La Nouvelle-Zélande a longtemps cru tenir une première victoire historique en Coupe du monde. Plus agressifs dans les transitions et très efficaces autour de Chris Wood, les All Whites ont ouvert le score dès la 7e minute par l’intermédiaire d’Elijah Just, servi par leur capitaine. L’Iran a répondu à la 32e minute grâce à Ramin Rezaeian, à l’affût après une frappe contrée de Shahriar Moghanlou.
Le même scénario s’est répété après la pause. Elijah Just a redonné l’avantage aux Néo-Zélandais à la 54e minute, encore sur un service de Chris Wood, confirmant son statut d’homme du match côté All Whites. Dix minutes plus tard, Mohammad Mohebi a égalisé de la tête sur un centre de Rezaeian, décisif sur les deux buts iraniens.
La rencontre, disputée au Los Angeles Stadium, nom FIFA du SoFi Stadium d’Inglewood, s’est jouée devant plus de 70 000 spectateurs, dans une atmosphère marquée par la forte présence de la diaspora iranienne et par des signes visibles de tensions politiques autour de la sélection. Certains supporters ont manifesté leur opposition au gouvernement iranien, tandis que la majorité du public a soutenu les joueurs de la Team Melli durant la rencontre.

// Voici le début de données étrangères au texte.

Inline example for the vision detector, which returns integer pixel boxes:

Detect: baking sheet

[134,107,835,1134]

Sur le terrain, aucune des deux équipes n’a véritablement pris le dessus. L’Iran s’est montré plus entreprenant, avec 17 tirs contre 14 pour la Nouvelle-Zélande, et a terminé plus fort, notamment dans le dernier quart d’heure. Les Néo-Zélandais ont toutefois été plus précis, avec huit tirs cadrés contre quatre pour l’Iran, et ont constamment mis en difficulté la défense adverse grâce au jeu d’appui de Wood et aux appels de Just.
Les Iraniens ont cru pouvoir faire la différence avant la pause, mais un but d’Ali Nemati a été refusé pour une position de hors-jeu. En fin de match, la pression iranienne s’est intensifiée, avec plusieurs situations dangereuses dans la surface néo-zélandaise. Ryan Thomas a notamment sauvé les All Whites lors d’une ultime séquence dans le temps additionnel. Chris Wood a également eu une occasion de la tête dans les dernières minutes, sans parvenir à offrir la victoire à son équipe.
Ce match nul laisse des regrets aux deux camps. L’Iran, 20e au classement FIFA avant le tournoi, visait une victoire face à l’équipe la moins bien classée du groupe. La Nouvelle-Zélande, 85e mondiale, reste quant à elle sans victoire en Coupe du monde, mais confirme sa capacité à rivaliser dans une poule relevée après seize ans d’absence de la compétition.
Le résultat maintient les quatre équipes du groupe G à égalité avec un point, après le nul entre la Belgique et l’Égypte. L’Iran devra désormais affronter la Belgique, tandis que la Nouvelle-Zélande retrouvera l’Égypte avec l’espoir de transformer cette prestation encourageante en un résultat historique.